Theatermuseum: Versäumnisse des KHM-Konzerns und andere Brocken
Von Thomas Trenkler
Dem Österreichischen Theatermuseum, einst aus Beständen der Nationalbibliothek hervorgegangen, war keine lange Eigenständigkeit im Palais Lobkowitz beschieden: 2001, nach nur einem Jahrzehnt, kam es zur mehr oder weniger unfreundlichen Übernahme durch das Kunsthistorische Museum. Und man hatte in den letzten zwei Jahrzehnten mehrfach den Eindruck, dass es vom KHM-Konzern geradezu stiefmütterlich behandelt wurde.
2017 mietete sich die Gemäldegalerie der Akademie der bildenden Künste ein – für zunächst drei Jahre beziehungsweise die Zeit der Sanierung des Gebäudes am Schillerplatz. Die Entscheidung dürfte über den Kopf von Direktor Thomas Tra-bitsch gefallen sein. Es gab daher weniger Programm, die Miete ging an die Zentrale.
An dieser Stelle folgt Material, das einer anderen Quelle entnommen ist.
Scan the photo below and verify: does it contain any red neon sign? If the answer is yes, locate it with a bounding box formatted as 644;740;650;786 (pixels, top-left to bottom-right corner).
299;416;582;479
Es war schon lange bekannt, dass die Gemäldegalerie in der zweiten Jahreshälfte 2021 ausziehen und dass Trabitsch, 1956 geboren, mit Jahresende 2021 in Pension gehen würde. Man hätte also im Konzern genügend Zeit gehabt, um sich mit der Zukunft auseinanderzusetzen. Doch es passierte – nichts. Erst im Mai 2021 wurde der Posten ausgeschrieben, und erst im September fiel die Wahl auf Marie-Theres Arnbom. Schon damals standen die Ausstellungsräume in der Beletage, die von der Gemäldegalerie genutzt worden waren, leer.
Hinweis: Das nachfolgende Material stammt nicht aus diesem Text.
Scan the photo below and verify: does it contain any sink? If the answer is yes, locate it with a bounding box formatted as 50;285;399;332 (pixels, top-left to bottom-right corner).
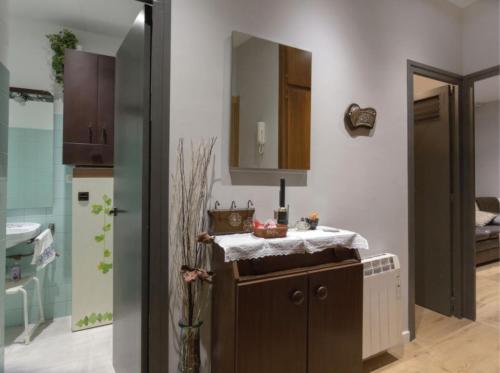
6;223;42;248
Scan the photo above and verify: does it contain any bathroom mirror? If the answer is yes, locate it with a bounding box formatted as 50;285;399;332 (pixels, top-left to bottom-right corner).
229;32;312;170
7;88;54;209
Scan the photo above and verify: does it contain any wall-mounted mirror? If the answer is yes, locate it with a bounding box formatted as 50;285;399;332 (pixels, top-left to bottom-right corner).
7;88;54;209
229;32;312;170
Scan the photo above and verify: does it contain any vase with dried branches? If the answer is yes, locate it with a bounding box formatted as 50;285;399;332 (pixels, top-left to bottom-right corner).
170;138;216;373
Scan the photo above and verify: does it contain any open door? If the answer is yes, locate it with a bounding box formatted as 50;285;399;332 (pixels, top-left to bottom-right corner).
414;85;454;316
113;7;151;373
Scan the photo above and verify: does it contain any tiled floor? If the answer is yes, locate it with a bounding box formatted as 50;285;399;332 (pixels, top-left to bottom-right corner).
5;317;114;373
364;263;500;373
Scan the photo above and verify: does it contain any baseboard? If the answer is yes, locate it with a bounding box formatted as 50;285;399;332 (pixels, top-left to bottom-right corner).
387;330;410;359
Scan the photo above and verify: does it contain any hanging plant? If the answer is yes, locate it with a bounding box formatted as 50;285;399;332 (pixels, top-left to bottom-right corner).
46;29;78;84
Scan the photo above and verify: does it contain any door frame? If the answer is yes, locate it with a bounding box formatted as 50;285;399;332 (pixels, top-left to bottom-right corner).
407;60;464;340
462;65;500;320
146;0;172;373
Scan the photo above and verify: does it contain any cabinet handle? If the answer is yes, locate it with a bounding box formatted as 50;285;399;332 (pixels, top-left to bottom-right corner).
88;123;92;144
102;127;108;144
290;290;304;306
316;286;328;300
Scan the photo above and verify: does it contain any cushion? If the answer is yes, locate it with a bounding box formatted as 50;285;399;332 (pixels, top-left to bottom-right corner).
476;227;490;242
476;210;497;227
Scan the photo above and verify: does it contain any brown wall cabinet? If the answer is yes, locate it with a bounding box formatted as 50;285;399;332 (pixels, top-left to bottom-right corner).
278;45;312;170
212;247;363;373
63;49;115;166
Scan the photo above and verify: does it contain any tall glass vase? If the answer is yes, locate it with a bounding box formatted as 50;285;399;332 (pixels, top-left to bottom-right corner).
178;322;202;373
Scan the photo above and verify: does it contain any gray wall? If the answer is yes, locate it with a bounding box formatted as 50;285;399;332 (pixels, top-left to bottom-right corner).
0;62;9;372
233;38;279;168
0;0;9;364
475;101;500;198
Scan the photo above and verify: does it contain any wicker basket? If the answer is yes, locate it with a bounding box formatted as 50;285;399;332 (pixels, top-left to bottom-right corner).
253;224;288;238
Und sie stehen auch jetzt leer. Und sie werden ein weiteres halbes Jahr leer stehen. Denn Arnbom, Jahrgang 1968, ist erst seit einem Monat Direktorin. Ihr Vorgänger dürfte keine konkreten Vorhaben hinterlassen haben. Fix ist nur, dass am 3. Juni eine von Mercedes Echerer kuratierte Ausstellung mit 400 Theaterfotos von Christine de Grancy startet; diese sei ein „Wunsch der KHM-Generaldirektion“ gewesen. Und ein Programm aus dem Hut zaubern: Das kann auch Arnbom, die sich am Dienstag der Presse vorstellte, nicht.
Manege frei!
Sie möchte aber bereits im Spätherbst eine große Ausstellung eröffnen – über Austropop von Nestroy bis zum Nino inklusive Mozart und Falco („Rock me, Amadeus“) wie auch Hermann Leopoldi und Helmut Qualtinger: Es gehe um subversive Kultur, kündigte Arnbom an, die Schau werde vom Team gemeinsam kuratiert. Und für 2023 plant sie eine Ausstellung über Tiere und Tierdarstellungen auf der Bühne – in Zusammenarbeit mit dem Naturhistorischen Museum und dem Tiergarten Schönbrunn.
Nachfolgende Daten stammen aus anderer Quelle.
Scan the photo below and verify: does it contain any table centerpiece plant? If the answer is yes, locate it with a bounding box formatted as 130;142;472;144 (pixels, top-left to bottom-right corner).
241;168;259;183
Die neue Direktorin, die etliche Biografien veröffentlicht hat (auch über den ehemaligen Staatsoperndirektor Ioan Holender), will also das Barockpalais, das in präpandemischen Zeiten 80.000 Besucher pro Jahr hatte, für neue Publikumsschichten öffnen: „Ich möchte das Haus neu erstrahlen lassen.“ Die Beleuchtung werde erneuert, weil sie 2023 nicht mehr den EU-Vorschriften entspräche, es stehe zudem eine Fassadensanierung an, und der Hall im Eroica-Saal soll gedimmt werden. In der Zukunft werde auch das Palais thematisiert werden, das u. a. die tschechische Botschaft, das französische Kulturinstitut und in der NS-Zeit ein „Haus der Mode“ war.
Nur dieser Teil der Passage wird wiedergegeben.